Patients with lithium nephropathy pass out large volumes of urine in a day. This is known as polyuria and is marked by the passage of more than 3 liters of urine per day. Patients report frequent urination typically exceeding 10 times in a day. It is the most common symptom of lithium nephropathy.
Due to the loss of water in the urine, patients experience abnormally high degrees of thirst and mouth dryness. In severe cases, there may be consumption of over 5 liters of water in a day.
Patients may awake at night in order to pass urine. This is known as nocturia. It causes disturbances in sleep pattern especially for patients who have to awake more than once during sleep to pass urine. Less commonly, some patients may wet the bed (nocturnal enuresis).
Other signs and symptoms
As a result of dehydration, patients may also exhibit :
- Hypotension (low blood pressure)
- Tachycardia (rapid heart rate)
- Poor concentration, confusion and drowsiness (severe cases)
- Cardiac abnormalities
What causes lithium nephropathy?
Lithium nephropathy can be acute or chronic. It can arise as soon as one month after commencing lithium as a medication for the treatment of bipolar disorder. Lithium nephropathy may not occur in every patient and when it does arise it is usually mild. More pronounced lithium nephropathy is more likely to occur with long term use of lithium and particularly with high levels of lithium in the bloodstream. Patients who attempt to commit suicide by overdosing on lithium are more likely to experience acute renal failure as a result of lithium toxicity.
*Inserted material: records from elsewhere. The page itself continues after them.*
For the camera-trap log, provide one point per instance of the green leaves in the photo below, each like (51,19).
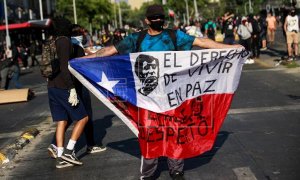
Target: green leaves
(96,12)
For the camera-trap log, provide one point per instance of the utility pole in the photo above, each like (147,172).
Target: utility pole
(115,12)
(250,7)
(187,12)
(74,9)
(42,17)
(120,16)
(6,26)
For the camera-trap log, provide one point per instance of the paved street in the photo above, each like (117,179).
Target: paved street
(259,139)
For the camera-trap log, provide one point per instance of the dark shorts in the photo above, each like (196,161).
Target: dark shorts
(61,109)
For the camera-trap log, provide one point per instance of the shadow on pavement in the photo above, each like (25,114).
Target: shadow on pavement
(274,52)
(294,97)
(100,126)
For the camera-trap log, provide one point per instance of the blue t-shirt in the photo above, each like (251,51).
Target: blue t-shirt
(160,42)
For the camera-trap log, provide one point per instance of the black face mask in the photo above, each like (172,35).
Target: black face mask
(157,25)
(293,13)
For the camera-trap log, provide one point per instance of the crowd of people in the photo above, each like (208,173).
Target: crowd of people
(69,100)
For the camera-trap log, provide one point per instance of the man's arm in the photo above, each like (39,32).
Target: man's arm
(210,44)
(285,25)
(106,51)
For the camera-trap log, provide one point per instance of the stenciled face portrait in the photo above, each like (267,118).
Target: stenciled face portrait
(147,69)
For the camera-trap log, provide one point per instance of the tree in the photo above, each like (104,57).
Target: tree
(94,12)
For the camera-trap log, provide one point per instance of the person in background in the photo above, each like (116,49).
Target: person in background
(14,70)
(255,42)
(24,56)
(271,28)
(210,29)
(245,32)
(291,27)
(228,29)
(194,29)
(64,101)
(263,32)
(33,50)
(87,39)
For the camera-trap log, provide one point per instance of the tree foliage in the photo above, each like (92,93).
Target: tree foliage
(96,12)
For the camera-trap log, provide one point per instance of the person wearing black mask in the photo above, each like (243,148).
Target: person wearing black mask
(156,38)
(291,27)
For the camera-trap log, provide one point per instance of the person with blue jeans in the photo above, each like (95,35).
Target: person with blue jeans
(158,39)
(84,95)
(65,104)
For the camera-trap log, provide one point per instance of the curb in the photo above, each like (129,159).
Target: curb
(10,151)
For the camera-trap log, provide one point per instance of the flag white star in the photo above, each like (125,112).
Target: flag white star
(106,83)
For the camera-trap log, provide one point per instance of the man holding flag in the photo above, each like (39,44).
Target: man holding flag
(148,74)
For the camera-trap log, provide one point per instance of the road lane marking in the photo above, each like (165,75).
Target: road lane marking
(244,173)
(264,109)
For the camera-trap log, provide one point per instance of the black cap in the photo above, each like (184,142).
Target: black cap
(155,10)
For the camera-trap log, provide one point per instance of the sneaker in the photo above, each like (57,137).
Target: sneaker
(177,175)
(278,63)
(95,149)
(69,156)
(263,49)
(290,59)
(148,178)
(52,151)
(251,61)
(60,163)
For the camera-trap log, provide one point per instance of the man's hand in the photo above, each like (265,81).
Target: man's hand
(73,100)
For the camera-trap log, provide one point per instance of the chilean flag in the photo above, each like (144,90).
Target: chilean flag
(174,101)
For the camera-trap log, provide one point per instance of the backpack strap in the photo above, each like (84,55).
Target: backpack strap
(172,34)
(142,35)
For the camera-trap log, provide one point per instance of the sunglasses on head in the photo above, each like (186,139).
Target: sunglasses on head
(156,17)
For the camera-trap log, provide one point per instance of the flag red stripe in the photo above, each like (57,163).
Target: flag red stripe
(187,131)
Patients with lithium nephropathy exhibit diabetes insipidus but this disorder may not always be due to lithium. Therefore it is important to differentiate between lithium nephropathy and diabetes insipidus that arises due to other causes. Compulsive behavior relating to excessive water intake (sometimes referred to as aquaholics), low protein or low sodium diets and pregnancy can also cause the symptoms of nephrogenic diabetes insipidus. The symptoms may also be seen as a result of overdosing with other drugs in attempted suicide.
How is lithium nephropathy diagnosed?
Lithium nephropathy should be suspected when the symptoms are present in patients with a history of lithium use. It should be confirmed with blood tests that indicate therapeutic levels of lithium in the circulation or very high levels associated with lithium toxicity. The absence of these findings should prompt further investigations to identify the cause of the the symptoms which is usually a result of diabetes insipidus. This may include blood tests, imaging studies and ECG (electrocardiogram). A water deprivation test and vasopressin challenge may be conducted to confirm diabetes insipidus. Toxicology screens should also be conducted to identify the presence of other drugs or poisons in the circulation, especially for patients who attempted suicide.
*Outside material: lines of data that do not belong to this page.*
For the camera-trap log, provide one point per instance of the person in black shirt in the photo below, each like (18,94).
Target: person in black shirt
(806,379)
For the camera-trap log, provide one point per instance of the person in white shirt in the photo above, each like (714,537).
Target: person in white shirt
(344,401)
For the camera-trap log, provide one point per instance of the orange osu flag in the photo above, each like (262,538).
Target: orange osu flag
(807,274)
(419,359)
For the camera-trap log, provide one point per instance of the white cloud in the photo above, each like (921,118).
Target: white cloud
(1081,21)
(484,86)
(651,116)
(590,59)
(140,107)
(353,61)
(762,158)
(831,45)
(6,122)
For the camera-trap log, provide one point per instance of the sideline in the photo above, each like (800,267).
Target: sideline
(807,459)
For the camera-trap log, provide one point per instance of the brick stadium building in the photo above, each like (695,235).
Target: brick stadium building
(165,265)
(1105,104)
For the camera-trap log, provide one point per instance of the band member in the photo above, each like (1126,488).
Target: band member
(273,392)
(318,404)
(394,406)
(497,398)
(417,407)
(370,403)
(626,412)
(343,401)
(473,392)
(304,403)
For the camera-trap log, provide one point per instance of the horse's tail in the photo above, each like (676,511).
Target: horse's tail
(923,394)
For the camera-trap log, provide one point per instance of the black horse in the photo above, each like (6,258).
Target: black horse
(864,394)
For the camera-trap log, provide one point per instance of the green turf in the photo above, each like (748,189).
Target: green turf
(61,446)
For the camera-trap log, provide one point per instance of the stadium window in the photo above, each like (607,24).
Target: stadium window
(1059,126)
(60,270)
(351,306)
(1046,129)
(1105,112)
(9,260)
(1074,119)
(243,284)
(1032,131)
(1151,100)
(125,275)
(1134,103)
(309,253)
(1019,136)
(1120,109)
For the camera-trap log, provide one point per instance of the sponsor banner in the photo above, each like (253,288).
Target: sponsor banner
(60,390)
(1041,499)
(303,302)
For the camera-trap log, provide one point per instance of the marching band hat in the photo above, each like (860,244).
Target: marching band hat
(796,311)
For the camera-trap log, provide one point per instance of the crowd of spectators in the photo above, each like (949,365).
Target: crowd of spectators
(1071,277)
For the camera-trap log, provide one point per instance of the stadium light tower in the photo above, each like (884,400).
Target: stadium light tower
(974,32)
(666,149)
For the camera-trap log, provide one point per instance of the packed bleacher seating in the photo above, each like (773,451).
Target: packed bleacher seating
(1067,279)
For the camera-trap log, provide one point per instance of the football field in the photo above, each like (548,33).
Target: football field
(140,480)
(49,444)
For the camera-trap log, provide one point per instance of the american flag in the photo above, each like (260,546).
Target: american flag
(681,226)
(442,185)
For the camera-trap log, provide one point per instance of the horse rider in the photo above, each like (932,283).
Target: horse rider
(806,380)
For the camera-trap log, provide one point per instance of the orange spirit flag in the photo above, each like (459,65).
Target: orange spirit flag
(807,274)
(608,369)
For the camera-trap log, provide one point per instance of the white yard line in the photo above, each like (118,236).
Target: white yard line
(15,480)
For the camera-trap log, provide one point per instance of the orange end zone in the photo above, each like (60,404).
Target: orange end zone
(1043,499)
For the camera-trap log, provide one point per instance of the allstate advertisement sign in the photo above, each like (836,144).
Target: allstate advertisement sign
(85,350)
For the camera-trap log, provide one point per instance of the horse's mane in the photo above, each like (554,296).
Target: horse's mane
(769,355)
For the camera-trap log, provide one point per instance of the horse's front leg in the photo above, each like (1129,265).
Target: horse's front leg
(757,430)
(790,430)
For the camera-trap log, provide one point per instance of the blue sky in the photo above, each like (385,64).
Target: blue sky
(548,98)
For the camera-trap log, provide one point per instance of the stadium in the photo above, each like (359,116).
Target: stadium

What is the treatment for lithium nephropathy?
The first measures in the treatment of lithium nephropathy is to restore the fluid levels. This may require IV administration of fluids in severe cases along with dialysis. Lithium should be temporarily discontinued in acute cases and may warrant permanent cessation of lithium therapy in chronic nephropathy. Various drugs may be used to hasten lithium excretion from the body and restore water and electrolyte levels.These drugs are short term measures and ultimately the goal of treatment is to restore normal kidney function.
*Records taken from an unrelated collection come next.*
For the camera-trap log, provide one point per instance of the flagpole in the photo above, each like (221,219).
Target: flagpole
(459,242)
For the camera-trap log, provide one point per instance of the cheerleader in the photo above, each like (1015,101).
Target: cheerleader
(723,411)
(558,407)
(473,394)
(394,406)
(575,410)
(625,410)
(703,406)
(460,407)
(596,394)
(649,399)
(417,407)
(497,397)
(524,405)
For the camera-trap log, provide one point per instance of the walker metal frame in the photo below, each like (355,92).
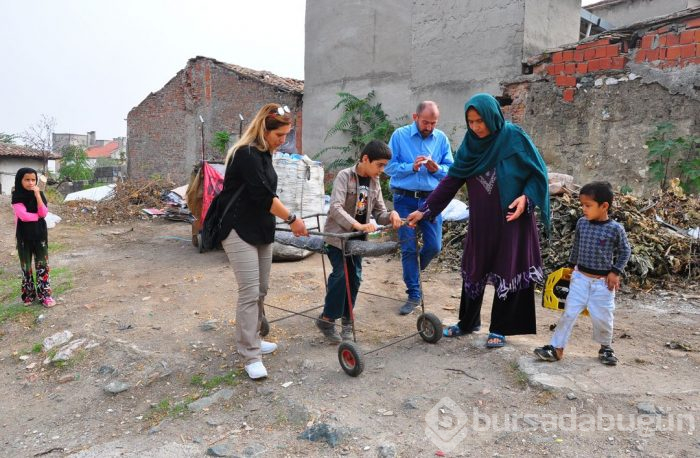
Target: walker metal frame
(350,356)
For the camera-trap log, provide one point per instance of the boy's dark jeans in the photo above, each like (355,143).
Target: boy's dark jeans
(336,304)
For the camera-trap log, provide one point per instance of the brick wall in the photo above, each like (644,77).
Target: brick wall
(666,47)
(165,132)
(591,107)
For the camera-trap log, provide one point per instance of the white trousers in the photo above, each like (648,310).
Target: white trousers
(592,293)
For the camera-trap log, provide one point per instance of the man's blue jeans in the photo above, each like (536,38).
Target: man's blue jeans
(336,304)
(432,243)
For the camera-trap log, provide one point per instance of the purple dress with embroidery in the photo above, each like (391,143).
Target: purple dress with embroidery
(505,254)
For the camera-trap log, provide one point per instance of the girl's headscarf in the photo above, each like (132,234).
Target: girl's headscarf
(519,166)
(28,230)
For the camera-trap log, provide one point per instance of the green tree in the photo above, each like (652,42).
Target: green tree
(7,138)
(74,165)
(220,142)
(361,121)
(668,156)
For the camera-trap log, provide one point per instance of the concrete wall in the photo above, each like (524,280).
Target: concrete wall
(9,167)
(164,131)
(626,12)
(422,49)
(548,23)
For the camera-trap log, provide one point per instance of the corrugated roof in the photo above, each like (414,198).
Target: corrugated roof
(263,76)
(10,150)
(105,150)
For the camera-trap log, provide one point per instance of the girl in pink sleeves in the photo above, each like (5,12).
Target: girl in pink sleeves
(29,205)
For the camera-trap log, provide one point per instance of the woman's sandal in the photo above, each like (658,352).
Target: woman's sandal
(500,340)
(456,331)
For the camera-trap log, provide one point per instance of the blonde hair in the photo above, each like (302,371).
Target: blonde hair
(265,120)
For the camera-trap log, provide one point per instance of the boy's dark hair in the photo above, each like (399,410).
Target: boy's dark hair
(600,191)
(375,150)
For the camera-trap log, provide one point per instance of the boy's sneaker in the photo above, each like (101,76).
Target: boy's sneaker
(346,329)
(48,302)
(328,329)
(606,355)
(549,353)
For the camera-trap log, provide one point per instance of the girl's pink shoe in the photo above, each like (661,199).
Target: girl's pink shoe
(48,302)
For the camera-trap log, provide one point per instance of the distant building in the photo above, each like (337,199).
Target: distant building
(14,157)
(115,149)
(165,130)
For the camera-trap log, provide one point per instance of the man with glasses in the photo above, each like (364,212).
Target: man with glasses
(421,155)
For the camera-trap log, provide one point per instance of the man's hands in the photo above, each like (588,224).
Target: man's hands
(427,161)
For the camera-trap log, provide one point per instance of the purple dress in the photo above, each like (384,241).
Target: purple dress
(505,254)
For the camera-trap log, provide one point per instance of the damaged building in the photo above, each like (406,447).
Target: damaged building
(526,52)
(590,106)
(171,129)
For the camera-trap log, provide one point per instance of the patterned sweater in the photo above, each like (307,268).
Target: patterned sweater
(600,247)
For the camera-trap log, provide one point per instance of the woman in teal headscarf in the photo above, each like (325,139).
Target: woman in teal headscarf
(506,179)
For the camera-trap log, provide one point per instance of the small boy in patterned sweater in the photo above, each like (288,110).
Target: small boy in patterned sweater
(599,255)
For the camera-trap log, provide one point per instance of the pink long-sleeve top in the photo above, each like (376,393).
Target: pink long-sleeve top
(26,216)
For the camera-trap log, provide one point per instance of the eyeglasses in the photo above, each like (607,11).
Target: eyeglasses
(281,111)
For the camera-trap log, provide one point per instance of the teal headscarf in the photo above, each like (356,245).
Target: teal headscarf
(519,166)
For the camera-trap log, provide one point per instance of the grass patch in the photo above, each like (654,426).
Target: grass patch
(169,408)
(520,377)
(61,280)
(55,247)
(230,379)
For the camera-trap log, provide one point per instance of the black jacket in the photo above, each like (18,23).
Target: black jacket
(250,215)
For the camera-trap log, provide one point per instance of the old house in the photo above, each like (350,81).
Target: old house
(412,51)
(14,157)
(173,128)
(591,105)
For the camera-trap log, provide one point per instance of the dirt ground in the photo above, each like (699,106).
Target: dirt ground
(139,293)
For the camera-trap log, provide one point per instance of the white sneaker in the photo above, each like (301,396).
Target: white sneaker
(256,370)
(267,347)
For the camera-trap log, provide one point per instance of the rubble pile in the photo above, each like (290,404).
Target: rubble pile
(125,203)
(657,228)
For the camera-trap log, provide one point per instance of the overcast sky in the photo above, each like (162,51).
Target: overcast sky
(88,62)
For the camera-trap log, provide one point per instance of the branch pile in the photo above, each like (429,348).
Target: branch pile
(662,252)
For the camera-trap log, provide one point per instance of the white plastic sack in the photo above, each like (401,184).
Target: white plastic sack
(96,194)
(300,188)
(456,211)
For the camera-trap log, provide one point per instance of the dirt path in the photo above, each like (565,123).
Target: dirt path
(141,294)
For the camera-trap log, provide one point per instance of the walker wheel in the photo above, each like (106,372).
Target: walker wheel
(350,359)
(429,327)
(264,327)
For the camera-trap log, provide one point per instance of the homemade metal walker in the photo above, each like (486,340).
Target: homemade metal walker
(350,356)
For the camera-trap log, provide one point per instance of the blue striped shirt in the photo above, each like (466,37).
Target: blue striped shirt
(406,145)
(600,247)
- Thiazide diuretics reduce lithium reabsorption and may also reduce sodium retention in patients with hypernatremia.
- Nonsteroidal anti-inflammatory drugs (NSAIDs) is used in the short term to increase water resorption.
- Painkillers (analgesics) should be avoided completely as it can lead to analgesic nephropathy.
In most instances lithium nephropathy is reversible. However, it may persist for even years after discontinuing lithium. Although lithium may have to be permanently discontinued, it should replaced with appropriate medication for the continued management of the underlying psychiatric disorder.